FWIW, it might make sense to try a lighter serialization in ffs_ep0_open() -
taking it there is due to the following scenario (assuming 6.18 or earlier):
ffs->state is FFS_DEACTIVATED.  ffs->opened is 0.  Two threads attempt to
open ep0.  Here's what happens prior to these patches:

static int ffs_ep0_open(struct inode *inode, struct file *file)
{
        struct ffs_data *ffs = inode->i_private;
 
        if (ffs->state == FFS_CLOSING)
                return -EBUSY;
 
        file->private_data = ffs;
        ffs_data_opened(ffs);

with
static void ffs_data_opened(struct ffs_data *ffs)
{
        refcount_inc(&ffs->ref);
        if (atomic_add_return(1, &ffs->opened) == 1 &&
                        ffs->state == FFS_DEACTIVATED) {
                ffs->state = FFS_CLOSING;
                ffs_data_reset(ffs);
        }
}

IOW, the sequence is
	if (state == FFS_CLOSING)
		return -EBUSY;
	n = atomic_add_return(1, &opened);
	if (n == 1 && state == FFS_DEACTIVATED) {
		state = FFS_CLOSING;
		ffs_data_reset();

See the race there?  If the second open() comes between the
increment of ffs->opened and setting the state to FFS_CLOSING,
it will *not* fail with EBUSY - it will proceed to return to
userland, while the first sucker is crawling through the work
in ffs_data_reset()/ffs_data_clear()/ffs_epfiles_destroy().

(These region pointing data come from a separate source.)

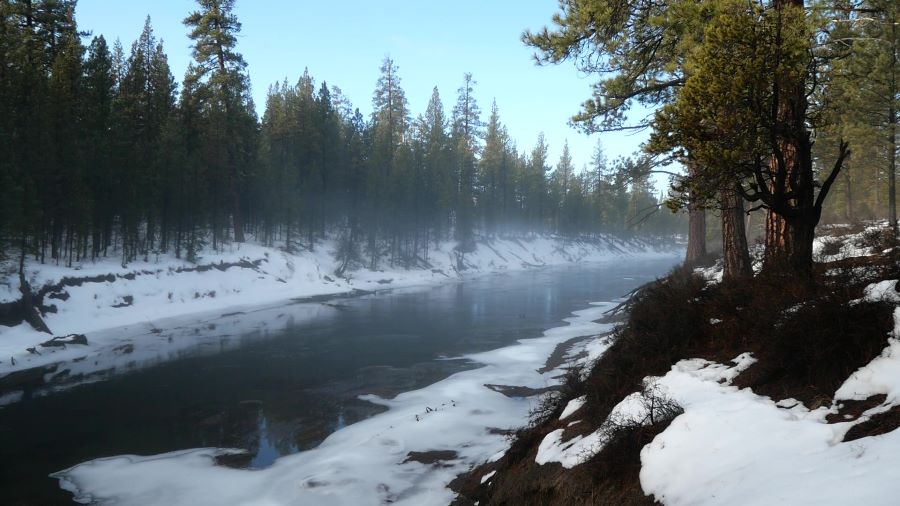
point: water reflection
(278, 380)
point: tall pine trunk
(735, 253)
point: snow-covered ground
(368, 462)
(128, 306)
(735, 447)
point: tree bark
(735, 253)
(696, 249)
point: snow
(735, 447)
(885, 290)
(364, 463)
(166, 292)
(572, 406)
(880, 376)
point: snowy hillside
(760, 393)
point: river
(276, 393)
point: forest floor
(104, 314)
(767, 391)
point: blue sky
(344, 41)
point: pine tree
(220, 88)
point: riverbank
(111, 305)
(766, 391)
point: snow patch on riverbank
(113, 304)
(366, 463)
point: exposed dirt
(806, 336)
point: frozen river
(280, 392)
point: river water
(276, 393)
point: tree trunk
(778, 242)
(848, 211)
(735, 252)
(696, 249)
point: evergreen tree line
(759, 101)
(102, 154)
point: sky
(343, 43)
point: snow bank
(143, 297)
(735, 447)
(364, 463)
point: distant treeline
(101, 154)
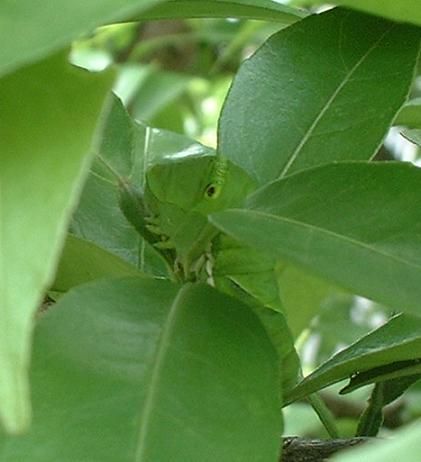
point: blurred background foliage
(175, 75)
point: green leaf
(410, 114)
(143, 370)
(302, 295)
(125, 151)
(268, 10)
(398, 340)
(402, 10)
(413, 135)
(399, 374)
(30, 30)
(249, 276)
(356, 224)
(82, 261)
(304, 94)
(49, 112)
(405, 445)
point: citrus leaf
(49, 112)
(402, 11)
(356, 224)
(145, 370)
(396, 341)
(82, 261)
(301, 99)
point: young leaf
(248, 275)
(268, 10)
(49, 112)
(301, 100)
(401, 11)
(396, 341)
(138, 370)
(357, 224)
(40, 28)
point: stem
(324, 414)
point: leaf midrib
(328, 232)
(158, 365)
(328, 104)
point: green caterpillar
(178, 195)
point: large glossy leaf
(302, 295)
(301, 100)
(268, 10)
(405, 445)
(249, 275)
(402, 10)
(126, 150)
(49, 112)
(355, 223)
(32, 29)
(82, 261)
(396, 341)
(140, 370)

What's more, there's nothing to stop that second opener from
calling write() on the descriptor it got.  No exclusion there -
        ffs->state = FFS_READ_DESCRIPTORS;
        ffs->setup_state = FFS_NO_SETUP;
        ffs->flags = 0;
in ffs_data_reset() is *not* serialized against ffs_ep0_write().
Get preempted right after setting ->state and that write()
will go just fine, only to be surprised when the first thread
regains CPU and continues modifying the contents of *ffs
under whatever the second thread is doing.

That code obviously relies upon that kind of shit being prevented
by that -EBUSY logics in ep0 open() and that logics is obviously
racy as it is.  Note that other callers of ffs_data_reset() have
similar problem: ffs_func_set_alt(), for example has
        if (ffs->state == FFS_DEACTIVATED) {
                ffs->state = FFS_CLOSING;
                INIT_WORK(&ffs->reset_work, ffs_reset_work);
                schedule_work(&ffs->reset_work);
                return -ENODEV;
        }
again, with no exclusion.  Lose CPU just after seeing FFS_DEACTIVATED,
then have another thread open() the sucker and start going through
ffs_data_reset(), only to have us regain CPU and schedule this for
execution:
static void ffs_reset_work(struct work_struct *work)
{
        struct ffs_data *ffs = container_of(work,
                struct ffs_data, reset_work);
        ffs_data_reset(ffs);
}
IOW, stray ffs_data_reset() coming to surprise the opener who'd
just finished ffs_data_reset() during open(2) and proceeded to
write to the damn thing, etc.

That's obviously on the "how do we fix the preexisting bugs" side
of things, though - regression needs to be dealt with ASAP anyway.